Fakeout

A fakeout is a market situation where the price of an asset appears to break above or below a key level, such as support or resistance, but then quickly reverses direction. Traders who base their decisions on market movements that create misleading patterns will end up entering trades. A fakeout creates an illusion of strong price movement to traders which results in their losses because they make hasty decisions without obtaining confirmation. 

Traders who expect upcoming breakouts will operate because they believe that upcoming price movements will occur within that timeframe. When a cryptocurrency price crosses above its resistance level, most traders will purchase the asset because they expect further price increases. The price will decline back below the resistance level instead of maintaining its upward trajectory. The situation creates a false breakout which unexpectedly catches traders. The same pattern emerges when prices exceed support levels but subsequently return toward those same support points. Inexperienced traders find it impossible to respond quickly because these market changes occur within short timeframes.

The market experiences fakeouts because multiple factors create this phenomenon. The market experiences fakeouts because low liquidity prevents sufficient trading activity to create significant price shifts. The system experiences higher price responsiveness because it needs to handle oversized market transactions which lead to temporary price increases that eventually cease.
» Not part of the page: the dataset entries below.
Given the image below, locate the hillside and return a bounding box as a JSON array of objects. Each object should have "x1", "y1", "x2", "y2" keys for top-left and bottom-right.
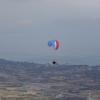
[{"x1": 0, "y1": 59, "x2": 100, "y2": 100}]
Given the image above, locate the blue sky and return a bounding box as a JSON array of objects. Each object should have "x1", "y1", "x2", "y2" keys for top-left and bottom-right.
[{"x1": 0, "y1": 0, "x2": 100, "y2": 65}]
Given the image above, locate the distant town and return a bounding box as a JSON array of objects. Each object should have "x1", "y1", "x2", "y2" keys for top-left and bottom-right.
[{"x1": 0, "y1": 59, "x2": 100, "y2": 100}]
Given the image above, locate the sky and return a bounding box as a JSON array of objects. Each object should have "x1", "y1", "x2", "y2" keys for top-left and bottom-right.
[{"x1": 0, "y1": 0, "x2": 100, "y2": 65}]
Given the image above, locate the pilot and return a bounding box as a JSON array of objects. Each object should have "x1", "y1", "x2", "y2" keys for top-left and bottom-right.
[{"x1": 52, "y1": 61, "x2": 57, "y2": 64}]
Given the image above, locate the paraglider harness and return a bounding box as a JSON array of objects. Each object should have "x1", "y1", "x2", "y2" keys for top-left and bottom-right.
[{"x1": 52, "y1": 61, "x2": 57, "y2": 64}]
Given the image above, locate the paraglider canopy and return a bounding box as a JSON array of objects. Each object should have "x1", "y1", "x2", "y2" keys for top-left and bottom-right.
[{"x1": 48, "y1": 40, "x2": 59, "y2": 50}]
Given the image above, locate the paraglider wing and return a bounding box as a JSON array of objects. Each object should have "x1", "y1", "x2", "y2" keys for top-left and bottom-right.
[{"x1": 48, "y1": 40, "x2": 59, "y2": 50}]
The market experiences fakeouts because news breaks and social media trends and large trades result in short-lived price increases. The high volatility of crypto markets creates more opportunities for fakeouts because prices move unpredictably during brief time intervals. The market experiences fakeouts when large traders known as “whales” use their power to manipulate prices from which traders will react.

Traders who possess experience use practical methods for handling fakeouts. The common method requires traders to implement stop-loss orders which terminate trades when prices move against them to protect their capital. Traders need to establish multiple indicators which they will use to verify their signals instead of depending on one price movement. The breakthrough level requires traders to wait for a retest because this process assists in verifying the authenticity of the breakout. Traders use a percentage of their total capital for trading because this approach helps them control their financial exposure to potential losses. The dangers of fakeouts become less likely to affect traders who maintain their composure while following their trading guidelines.